Commenting on PDP VIII, Deputy Chief of Mission at the US Embassy in Vietnam said that Vietnam has taken pioneering steps in the transition to clean energy by becoming one of the first countries in the world to commit to the Just Energy Transition Partnership (JETP).
She said the US side highly appreciates and supports the draft PDP VIII in an open direction that is flexible, easy to adjust and highly effective in implementation, aligned with energy transition in Vietnam. Combating climate change is a shared priority of the US and Vietnam. The US also looks forward to fulfilling its commitment to support Vietnam’s climate goals.
According to the US diplomat, the US has provided technical support to develop the policy and legal framework for Vietnam’s clean energy transition, and is ready to continue to support Vietnam’s successful implementation of PDP VIII and the direct power purchase agreement when approved.
Chairman of the American Chamber of Commerce (AmCham) in Vietnam John Rockhold also highly appreciates the latest draft of PDP VIII, which regards the JETP mechanism as an important solution for energy transition in Vietnam.

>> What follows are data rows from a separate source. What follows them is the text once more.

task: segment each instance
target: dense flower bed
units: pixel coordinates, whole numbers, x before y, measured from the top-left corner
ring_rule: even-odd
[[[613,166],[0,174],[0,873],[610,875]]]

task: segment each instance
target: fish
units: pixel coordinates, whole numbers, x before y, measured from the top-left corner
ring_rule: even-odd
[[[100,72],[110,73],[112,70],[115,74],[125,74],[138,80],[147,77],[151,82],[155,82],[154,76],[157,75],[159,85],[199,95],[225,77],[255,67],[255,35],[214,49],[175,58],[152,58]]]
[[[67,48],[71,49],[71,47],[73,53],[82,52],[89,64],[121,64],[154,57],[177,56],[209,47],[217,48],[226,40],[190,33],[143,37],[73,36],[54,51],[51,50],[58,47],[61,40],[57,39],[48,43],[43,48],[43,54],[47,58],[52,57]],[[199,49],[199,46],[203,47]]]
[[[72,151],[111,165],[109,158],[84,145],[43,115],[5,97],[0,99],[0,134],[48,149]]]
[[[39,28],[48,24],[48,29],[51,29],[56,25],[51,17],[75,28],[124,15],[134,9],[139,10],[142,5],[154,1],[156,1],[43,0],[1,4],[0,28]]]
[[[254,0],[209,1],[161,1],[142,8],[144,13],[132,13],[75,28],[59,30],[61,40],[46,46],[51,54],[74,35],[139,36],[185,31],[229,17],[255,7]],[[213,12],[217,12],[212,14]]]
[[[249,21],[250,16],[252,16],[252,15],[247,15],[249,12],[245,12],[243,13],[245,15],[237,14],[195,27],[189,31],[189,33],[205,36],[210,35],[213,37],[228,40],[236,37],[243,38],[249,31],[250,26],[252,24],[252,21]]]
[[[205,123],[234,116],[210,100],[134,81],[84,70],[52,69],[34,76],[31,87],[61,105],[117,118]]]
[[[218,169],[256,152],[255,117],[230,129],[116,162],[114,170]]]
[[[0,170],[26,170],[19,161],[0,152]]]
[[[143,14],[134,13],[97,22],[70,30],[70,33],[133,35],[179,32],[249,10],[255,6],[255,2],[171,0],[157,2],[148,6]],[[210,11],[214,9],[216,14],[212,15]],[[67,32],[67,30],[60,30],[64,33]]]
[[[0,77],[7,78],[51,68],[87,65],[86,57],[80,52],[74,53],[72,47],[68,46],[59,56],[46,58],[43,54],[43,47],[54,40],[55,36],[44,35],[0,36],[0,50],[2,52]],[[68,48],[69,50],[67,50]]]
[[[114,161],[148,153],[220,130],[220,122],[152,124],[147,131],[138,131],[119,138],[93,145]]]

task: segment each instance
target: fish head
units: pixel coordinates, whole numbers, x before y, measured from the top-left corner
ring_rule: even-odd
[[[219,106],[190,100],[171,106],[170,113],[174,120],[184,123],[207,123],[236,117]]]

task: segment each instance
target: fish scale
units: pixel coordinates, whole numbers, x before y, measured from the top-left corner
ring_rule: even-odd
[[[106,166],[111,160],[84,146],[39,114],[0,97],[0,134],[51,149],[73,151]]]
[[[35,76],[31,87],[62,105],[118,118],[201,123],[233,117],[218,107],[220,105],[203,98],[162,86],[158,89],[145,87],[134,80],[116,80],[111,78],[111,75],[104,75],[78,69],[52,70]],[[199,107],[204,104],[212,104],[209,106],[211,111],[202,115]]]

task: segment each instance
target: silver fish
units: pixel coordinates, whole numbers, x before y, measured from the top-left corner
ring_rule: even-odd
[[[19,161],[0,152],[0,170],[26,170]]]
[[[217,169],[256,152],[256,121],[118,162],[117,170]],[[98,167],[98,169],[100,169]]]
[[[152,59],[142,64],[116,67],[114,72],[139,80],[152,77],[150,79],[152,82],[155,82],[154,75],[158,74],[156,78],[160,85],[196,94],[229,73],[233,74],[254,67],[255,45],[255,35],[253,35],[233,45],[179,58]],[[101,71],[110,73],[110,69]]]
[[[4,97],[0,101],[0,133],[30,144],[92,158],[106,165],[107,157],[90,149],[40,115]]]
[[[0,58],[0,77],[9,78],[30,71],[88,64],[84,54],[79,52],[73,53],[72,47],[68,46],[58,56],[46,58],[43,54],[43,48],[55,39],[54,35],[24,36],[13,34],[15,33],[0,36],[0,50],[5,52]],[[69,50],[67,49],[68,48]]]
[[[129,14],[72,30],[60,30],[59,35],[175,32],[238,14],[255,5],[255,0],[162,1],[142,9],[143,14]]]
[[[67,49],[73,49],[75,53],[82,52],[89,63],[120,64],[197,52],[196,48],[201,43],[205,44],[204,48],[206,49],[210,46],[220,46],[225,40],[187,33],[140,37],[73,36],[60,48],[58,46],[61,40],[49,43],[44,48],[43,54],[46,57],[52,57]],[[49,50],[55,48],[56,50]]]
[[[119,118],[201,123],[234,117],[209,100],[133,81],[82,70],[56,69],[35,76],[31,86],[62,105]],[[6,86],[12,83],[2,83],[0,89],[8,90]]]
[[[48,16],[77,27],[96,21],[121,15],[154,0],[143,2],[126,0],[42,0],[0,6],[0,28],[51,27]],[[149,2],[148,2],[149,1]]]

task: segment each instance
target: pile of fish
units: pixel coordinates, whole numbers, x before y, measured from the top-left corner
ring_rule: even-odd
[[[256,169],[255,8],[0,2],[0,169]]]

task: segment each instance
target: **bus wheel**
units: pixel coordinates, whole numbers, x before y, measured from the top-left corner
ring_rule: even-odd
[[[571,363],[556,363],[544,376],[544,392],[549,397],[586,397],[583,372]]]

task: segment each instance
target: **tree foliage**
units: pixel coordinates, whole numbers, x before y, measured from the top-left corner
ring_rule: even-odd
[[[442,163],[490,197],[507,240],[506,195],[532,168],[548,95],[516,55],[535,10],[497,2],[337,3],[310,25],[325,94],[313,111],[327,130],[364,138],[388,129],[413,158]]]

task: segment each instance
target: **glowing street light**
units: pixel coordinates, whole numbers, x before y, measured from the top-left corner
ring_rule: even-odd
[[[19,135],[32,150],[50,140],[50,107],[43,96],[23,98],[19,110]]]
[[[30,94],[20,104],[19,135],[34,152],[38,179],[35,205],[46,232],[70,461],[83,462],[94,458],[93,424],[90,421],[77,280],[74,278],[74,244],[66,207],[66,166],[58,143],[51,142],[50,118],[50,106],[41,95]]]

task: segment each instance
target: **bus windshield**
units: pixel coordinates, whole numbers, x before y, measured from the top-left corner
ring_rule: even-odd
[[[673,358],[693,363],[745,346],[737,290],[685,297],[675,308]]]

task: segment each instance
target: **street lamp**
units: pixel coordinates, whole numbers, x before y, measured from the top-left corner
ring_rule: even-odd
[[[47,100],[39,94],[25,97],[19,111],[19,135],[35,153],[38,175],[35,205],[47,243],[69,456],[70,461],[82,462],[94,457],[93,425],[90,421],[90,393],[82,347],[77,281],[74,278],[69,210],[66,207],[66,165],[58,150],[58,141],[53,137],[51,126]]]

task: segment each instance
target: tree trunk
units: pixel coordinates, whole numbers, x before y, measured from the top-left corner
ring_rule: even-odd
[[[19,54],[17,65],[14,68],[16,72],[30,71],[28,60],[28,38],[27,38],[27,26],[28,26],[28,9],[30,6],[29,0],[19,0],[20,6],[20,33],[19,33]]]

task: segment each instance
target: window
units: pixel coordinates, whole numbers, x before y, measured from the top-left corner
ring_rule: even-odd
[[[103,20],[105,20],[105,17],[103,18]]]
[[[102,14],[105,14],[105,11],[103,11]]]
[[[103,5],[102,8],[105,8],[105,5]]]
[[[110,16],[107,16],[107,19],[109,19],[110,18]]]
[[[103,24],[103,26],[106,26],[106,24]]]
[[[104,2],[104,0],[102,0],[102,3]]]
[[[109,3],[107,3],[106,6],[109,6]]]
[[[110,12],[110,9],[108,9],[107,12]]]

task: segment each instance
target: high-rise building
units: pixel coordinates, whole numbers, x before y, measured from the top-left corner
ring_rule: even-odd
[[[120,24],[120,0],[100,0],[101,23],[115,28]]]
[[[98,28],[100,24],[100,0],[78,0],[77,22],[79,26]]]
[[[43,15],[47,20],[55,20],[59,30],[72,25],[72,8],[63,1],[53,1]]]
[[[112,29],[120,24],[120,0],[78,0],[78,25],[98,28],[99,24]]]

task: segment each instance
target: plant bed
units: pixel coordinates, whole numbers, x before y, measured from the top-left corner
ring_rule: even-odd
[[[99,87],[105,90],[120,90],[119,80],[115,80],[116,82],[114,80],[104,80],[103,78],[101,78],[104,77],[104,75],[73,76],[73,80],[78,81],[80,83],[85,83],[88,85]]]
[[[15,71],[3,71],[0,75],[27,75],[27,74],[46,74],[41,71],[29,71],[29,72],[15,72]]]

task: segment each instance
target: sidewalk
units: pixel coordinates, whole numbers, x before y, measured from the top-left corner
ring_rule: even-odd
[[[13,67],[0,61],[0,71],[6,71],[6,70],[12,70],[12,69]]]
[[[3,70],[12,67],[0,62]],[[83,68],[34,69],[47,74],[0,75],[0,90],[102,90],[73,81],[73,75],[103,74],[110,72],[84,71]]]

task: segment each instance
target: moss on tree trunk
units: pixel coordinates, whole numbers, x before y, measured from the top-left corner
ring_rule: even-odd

However, in order to ensure the financial feasibility of its implementation, AmCham proposed focusing on providing finance for power and energy projects.
Accordingly, in order to mobilise capital successfully, it is necessary to perfect mechanisms, policies, institutions and laws to attract investment from the global private sector.
PDP VIII should be flexible enough to keep pace with global innovations in renewable energy, storage technology, flexible internal combustion engine (ICE) power plants and other technologies that will be available in the market. At the same time, flexibility is needed to allow certain projects to use existing resources to increase the initially allocated capacity if they have advantages in development time and meet the commercial operation requirements by 2030 and if other projects are behind schedule.
According to Chiaria Odetta Rogate, Senior Energy Specialist at the World Bank, Vietnam’s capital demand for power generation and grid development is very large. Therefore, it needs to improve the investment climate to be able to secure loans.
In this regard, ADB Country Deputy Director for Vietnam Keiju Mitsuhashi emphasised that the bank is ready to consider both government and non-government funding to help Vietnam strengthen the transmission grid system and ancillary services to ensure grid stability with more renewable energy.
Deputy Minister Dang Hoang An said that Vietnam is always aware that energy development must harmonise the interests of the State, investors and people, and ensure social security. He added that Vietnam has specific and clear strategies with detailed roadmaps and is making efforts to implement this process. Currently, the MOIT is working on an action plan following the approval of PDP VIII. A number of relevant laws will also be amended so that the implementation process will be synchronous.
PDP VIII is an open and flexible plan, so the numbers are approximate. During the implementation process, effective projects such as rooftop solar power and cogeneration thermal power along with new energy sources such as hydrogen and ammonia will have no limit on capacity.
The consultation opinions, especially from international friends, are essential for the MOIT to finalize the content of PDP VIII to ensure that it is objective, scientific, and feasible. This will allow Vietnam to develop its power sector in a sustainable manner that achieves both energy security and climate change mitigation.
Vietnam seeks continued support from foreign partners in technology transfer, training and administration, as well as financial assistance, including affordable financing packages for businesses and people.